Hello there,
my name is Kay Hayen, I am the author of the Python compiler Nuitka
(http://nuitka.net) and so far I have very successfully used Valgrind to
analyse the performance of my created binaries in comparison to original
CPython bytecode interpretation.
However, I am kind of set now, on creating a comparison tool. The user
should be allowed to run his code with Nuitka and CPython, and it should
be possible to compare the performance. I sort of promised this to my
users during Europython this week.
For CPython, and partially Nuitka, where bytecode becomes evaluated, and
effectively always in a Python frame, function or module, this is
basically is just PyEval_CallFrame (or similar) on the C call stack, and
as such totally impossible to associate to decode without looking at its
arguments.
(For Nuitka, there also may be possibly inlining, which will not have a
call made, but instead a debugging information change only. But lets
ignore that, I probably need to solve that when presenting the data.)

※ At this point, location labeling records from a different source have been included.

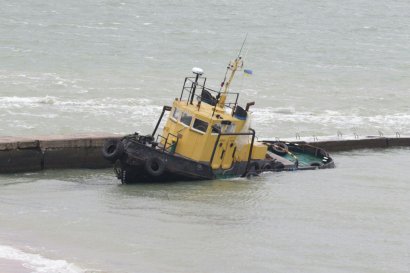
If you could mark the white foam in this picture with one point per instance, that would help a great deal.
(38, 263)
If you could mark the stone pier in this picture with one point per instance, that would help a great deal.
(25, 154)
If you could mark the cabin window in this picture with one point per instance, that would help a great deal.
(176, 115)
(200, 125)
(230, 128)
(186, 119)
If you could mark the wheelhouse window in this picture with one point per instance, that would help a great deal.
(230, 128)
(223, 128)
(200, 125)
(176, 115)
(186, 118)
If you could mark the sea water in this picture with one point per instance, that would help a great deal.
(319, 69)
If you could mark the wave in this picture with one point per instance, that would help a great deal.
(38, 263)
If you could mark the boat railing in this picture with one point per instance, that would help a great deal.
(197, 89)
(169, 147)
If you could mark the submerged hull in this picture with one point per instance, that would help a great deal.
(138, 158)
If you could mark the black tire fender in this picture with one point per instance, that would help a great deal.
(155, 166)
(113, 149)
(251, 174)
(267, 167)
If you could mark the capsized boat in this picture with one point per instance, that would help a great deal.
(207, 135)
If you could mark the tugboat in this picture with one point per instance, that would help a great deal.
(207, 135)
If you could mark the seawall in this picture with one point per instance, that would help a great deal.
(23, 154)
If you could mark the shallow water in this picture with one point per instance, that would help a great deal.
(319, 68)
(350, 219)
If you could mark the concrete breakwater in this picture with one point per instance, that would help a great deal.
(23, 154)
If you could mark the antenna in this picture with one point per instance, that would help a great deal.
(240, 51)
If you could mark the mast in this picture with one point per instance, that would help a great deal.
(232, 67)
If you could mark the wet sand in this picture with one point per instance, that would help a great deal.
(12, 266)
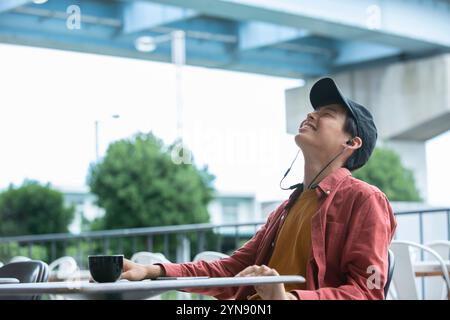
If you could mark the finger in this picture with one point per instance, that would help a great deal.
(127, 275)
(127, 264)
(247, 271)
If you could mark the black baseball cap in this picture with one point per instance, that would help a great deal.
(324, 92)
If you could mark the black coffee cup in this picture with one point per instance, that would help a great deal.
(106, 268)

I am therefore considering an improvement to callgrind, that would try
to make it emit the Python function name, and the Python source file
instead. Do you think that is possible, and can you give me pointers to
inside the valgrind source distribution, what to change, where to hook?
Looking at callstack.c in callgrind directory, would it be possible to
make direct accesses to the running binary to capture stuff from its
data, from function arguments, or is that not possible?
Should this be possible, it would enable profiling of Python code with
valgrind that is accurate for even single iterations as it's based on
ticks. So please help me there, if you can.
Yours,
Kay Hayen
|